Une décision dictée par la solidarité

Handicapé, Nicolas Perruche sera indemnisé car on l'a laissé naître. Ainsi en a décidé la Cour de cassation pour la première fois en France.
Des médecins n'avaient pas su diagnostiquer la rubéole dont était atteinte sa mère pendant sa grossesse. Sans cette erreur, elle aurait choisi d'avorter. Parmi les cinq millions de personnes en France (1/10 e de la population) qui déclarent une gêne ou un handicap dans leur vie quotidienne, nombreux sont, comme Nicolas, qui cumulent des handicaps lourds, d'ordre à la fois physique et mental.

Bien que la loi du 30 juin 1975 ait créé un cadre juridique aux actions en faveur des personnes handicapées, on s'aperçoit que les handicapés profonds sont mal connus et très isolés de la société. On évalue mal leurs difficultés quotidiennes, qu'elles soient financières, psychologiques ou administratives. Cette loi de 1975 est, en effet, restée lettre morte. Compte tenu de la carence des pouvoirs publics, notamment en matière de structures d'accueil, tout repose sur les familles qui doivent, au fil des jours, leur apporter un accompagnement humain.

A Paris, par exemple, le taux d'équipement en établissements pour handicapés est particulièrement faible. Dans certains domaines, pour les maisons d'accueil spécialisées (MAS) par exemple, il est l'un des plus bas de France. En raison de la quasi-inexistence des mouvements de résidents dans ces structures, les listes d'attente prennent des proportions démesurées avec plus de 500 demandes en attente par MAS. Isolés voire marginalisés, les handicapés profonds le sont encore plus en vieillissant. Le grand souci de parents surtout âgés, leur angoisse, est d'envisager et d'organiser le suivi de leur enfant handicapé après leur disparition.

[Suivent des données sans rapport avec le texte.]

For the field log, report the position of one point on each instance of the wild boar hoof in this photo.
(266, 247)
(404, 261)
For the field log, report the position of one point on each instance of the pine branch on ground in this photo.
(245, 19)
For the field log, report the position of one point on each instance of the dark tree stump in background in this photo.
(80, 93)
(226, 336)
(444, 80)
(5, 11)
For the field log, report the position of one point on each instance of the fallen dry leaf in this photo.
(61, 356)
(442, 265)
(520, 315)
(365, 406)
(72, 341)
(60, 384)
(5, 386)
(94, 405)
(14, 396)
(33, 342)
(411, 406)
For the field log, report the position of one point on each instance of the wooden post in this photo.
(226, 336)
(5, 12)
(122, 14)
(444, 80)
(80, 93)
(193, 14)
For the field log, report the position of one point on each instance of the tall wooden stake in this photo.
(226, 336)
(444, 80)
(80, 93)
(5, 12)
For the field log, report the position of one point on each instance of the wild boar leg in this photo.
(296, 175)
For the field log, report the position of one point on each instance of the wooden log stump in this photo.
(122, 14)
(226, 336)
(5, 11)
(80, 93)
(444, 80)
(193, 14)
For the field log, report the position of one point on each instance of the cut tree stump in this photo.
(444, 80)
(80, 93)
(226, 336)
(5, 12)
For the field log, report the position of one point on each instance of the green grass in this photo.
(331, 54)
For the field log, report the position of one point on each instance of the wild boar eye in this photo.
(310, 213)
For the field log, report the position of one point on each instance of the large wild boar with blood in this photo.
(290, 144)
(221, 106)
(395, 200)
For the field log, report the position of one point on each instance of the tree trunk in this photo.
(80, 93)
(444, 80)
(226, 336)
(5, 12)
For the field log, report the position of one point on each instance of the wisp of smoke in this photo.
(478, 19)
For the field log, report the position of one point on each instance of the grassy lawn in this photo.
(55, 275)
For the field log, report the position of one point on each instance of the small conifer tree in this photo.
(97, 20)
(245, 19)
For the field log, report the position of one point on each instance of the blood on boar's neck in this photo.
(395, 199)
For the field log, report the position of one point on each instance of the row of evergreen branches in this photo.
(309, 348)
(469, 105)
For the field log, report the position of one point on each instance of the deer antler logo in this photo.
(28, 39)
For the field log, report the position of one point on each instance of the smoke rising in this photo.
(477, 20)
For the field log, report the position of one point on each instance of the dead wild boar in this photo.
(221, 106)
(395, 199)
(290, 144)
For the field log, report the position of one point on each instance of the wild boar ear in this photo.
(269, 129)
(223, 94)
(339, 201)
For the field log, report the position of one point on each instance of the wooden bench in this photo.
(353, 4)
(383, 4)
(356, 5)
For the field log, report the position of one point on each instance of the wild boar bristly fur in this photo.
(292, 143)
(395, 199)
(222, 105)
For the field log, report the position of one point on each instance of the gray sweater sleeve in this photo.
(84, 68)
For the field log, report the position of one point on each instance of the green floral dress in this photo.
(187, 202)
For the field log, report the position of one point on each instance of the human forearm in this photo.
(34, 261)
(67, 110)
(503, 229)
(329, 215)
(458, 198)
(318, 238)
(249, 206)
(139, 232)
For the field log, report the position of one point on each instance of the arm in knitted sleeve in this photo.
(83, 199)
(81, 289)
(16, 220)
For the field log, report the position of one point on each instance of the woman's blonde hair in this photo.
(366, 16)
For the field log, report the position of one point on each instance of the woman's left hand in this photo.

Les choses sont fragiles et éphémères, pas l'état d'handicapé mental ou physique. La Cour de cassation l'a compris. C'est pourquoi, elle a opté pour une solution qui va aider à résoudre les problèmes du jeune Nicolas, et soulager les parents. Dans l'affaire Perruche, la Cour n'a pas voulu rentrer dans des considérations d'ordre éthique ou philosophique. Elle a autorisé les parents, par ailleurs tuteurs, à demander au nom de leur fils réparation pour assurer l'avenir financier de Nicolas. Une décision que l'on peut approuver, car si la société prend en charge le handicap, cette solidarité est insuffisante. Quand on gère des handicaps lourds, l'argent reste le nerf de la guerre.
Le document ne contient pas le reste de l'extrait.